9 February 2022, 08:04

A moose stands over a dog sled team
Iditarod-Moose Attack. Picture: PA

Novice Iditarod musher Bridgett Watkins called a friend, who shot the animal dead on the Salcha River trail system near Fairbanks in Alaska.

A large bull moose spent more than an hour trampling on a sled dog team in the wilds of Alaska.

Novice Iditarod musher Bridgett Watkins fired shots at the animal after it seriously injured four of her dogs, but it continued its attack.

She said the ordeal only ended after she called friends for help, one of whom arrived with a high-powered rifle and killed the moose with one shot.

“This has been the most horrific past 24 hours of my life,” she posted on Facebook after the attack on the Salcha River trail system near Fairbanks on Thursday.

But just days later, her four dogs are on the mend and she is back training with the others.

“This isn’t what I was planning for, but these dogs and myself have trained for so long and so hard for this race … when I walk back out to my dog yard and I have 12 perfectly healthy dogs out of the 16 and they look at me and all they want to do is run, how can I tell them no?” she told the Associated Press. “That would be selfish of me.”

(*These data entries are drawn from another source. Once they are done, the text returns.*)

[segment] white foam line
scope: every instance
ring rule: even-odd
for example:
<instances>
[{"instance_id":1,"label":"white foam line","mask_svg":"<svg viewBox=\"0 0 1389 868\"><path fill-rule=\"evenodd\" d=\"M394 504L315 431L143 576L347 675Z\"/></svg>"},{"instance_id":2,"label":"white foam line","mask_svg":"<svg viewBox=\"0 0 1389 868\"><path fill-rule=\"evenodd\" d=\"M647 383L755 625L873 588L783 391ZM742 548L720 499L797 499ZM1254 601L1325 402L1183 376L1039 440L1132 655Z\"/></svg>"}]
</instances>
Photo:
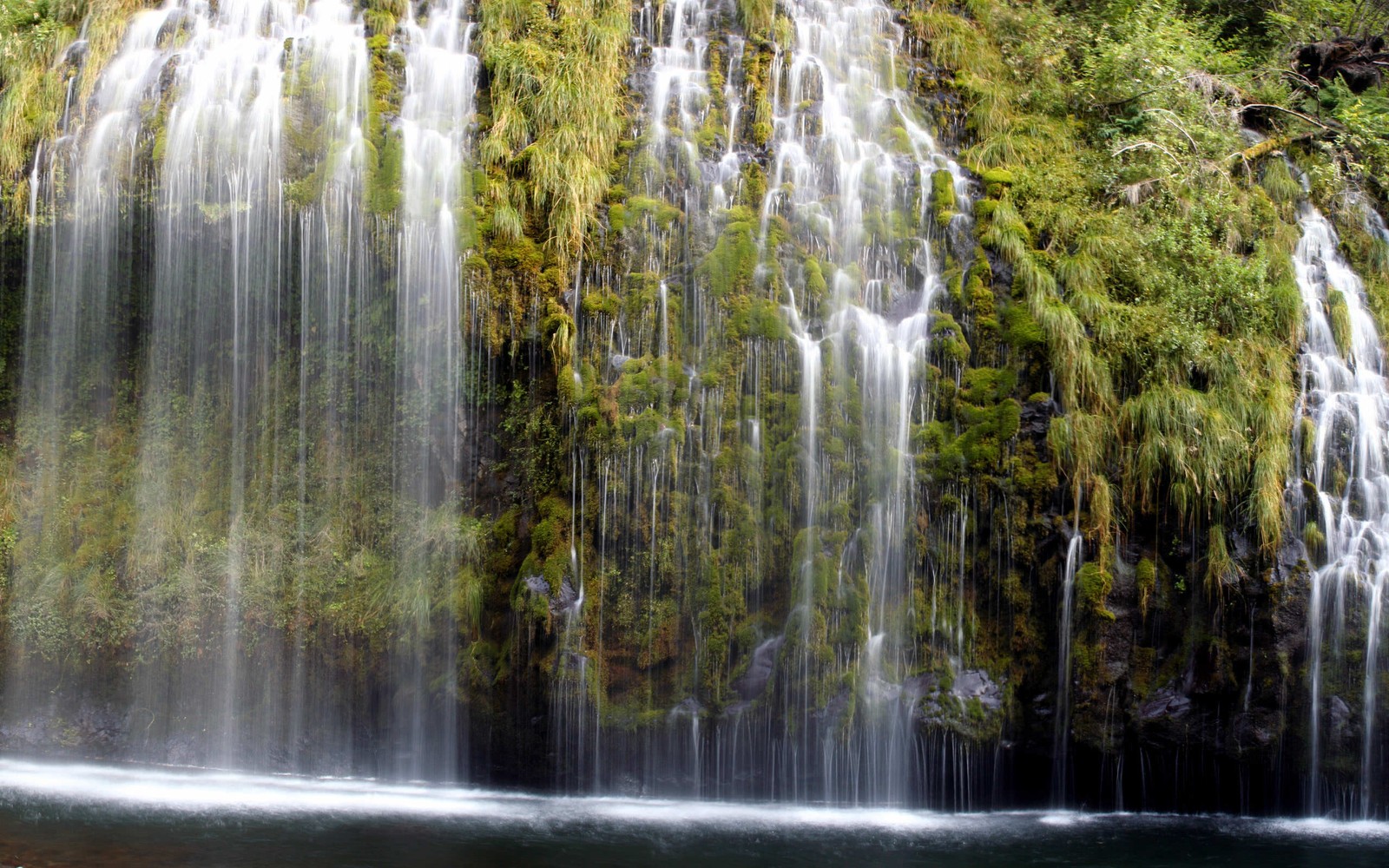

“These are freaking amazing athletes that just survived probably the most traumatic experience of any dog team ever in history, and they’re survivors and they’re still pushing through,” she added.

Ms Watkins said the attack, first reported by the Fairbanks Daily News-Miner, happened while she was on a 52-mile (83.7km) training run for the nearly 1,000-mile (1,609km) Iditarod Trail Sled Dog Race. It starts in Anchorage on March 5

“As he charged me I emptied my gun into him and he never stopped,” she wrote on Facebook. “I ran for my life and prayed I was fast enough to not be killed in that moment. He trampled the team and then turned for us.”

Musher Bridgett Watkins took refuge behind a snowmobile as the moose attacked her dog sled (Bridgett Watkins/AP)

Watkins said she and a friend who was trailing her on a snowmobile took refuge next to the vehicle.

The moose stopped its charge towards them about 2ft (0.6m) from the snowmobile and she managed to cut free six dogs that were tied to the machine.

But the moose went back to her sled and began stamping on the dogs that were still tethered to it — standing over them and trampling them repeatedly for more than an hour.

“I have never felt so helpless in my life,” Ms Watkins wrote. “He would not leave us alone and he even stood over top of the team refusing to retreat.”

She called friends and the moose was killed after one arrived with a rifle.

Alaska State Troopers had been preparing a helicopter to respond but stopped doing so after they were told the moose was dead, agency spokesman Tim DeSpain said.

The four injured dogs were taken to a vet in the nearby community of North Pole and are now recovering, Ms Watkins said.

The experience has shaken her, she said, but it is no different from what other people face.

“I’m just trying to face those fears every day because they’re there. It’s not that I’m not scared and I’m not terrified and that I don’t nearly have a panic attack when I’m on the sled and I think I see a moose in front of me,” she said.

“It’s not that those things aren’t occurring … people have these situations in their life all the time. They’re just different obstacles that they have to overcome, and this is mine, and this is my story, and I just hope that I can be inspiring.”

Meat from the moose that attacked her dogs was donated to charity.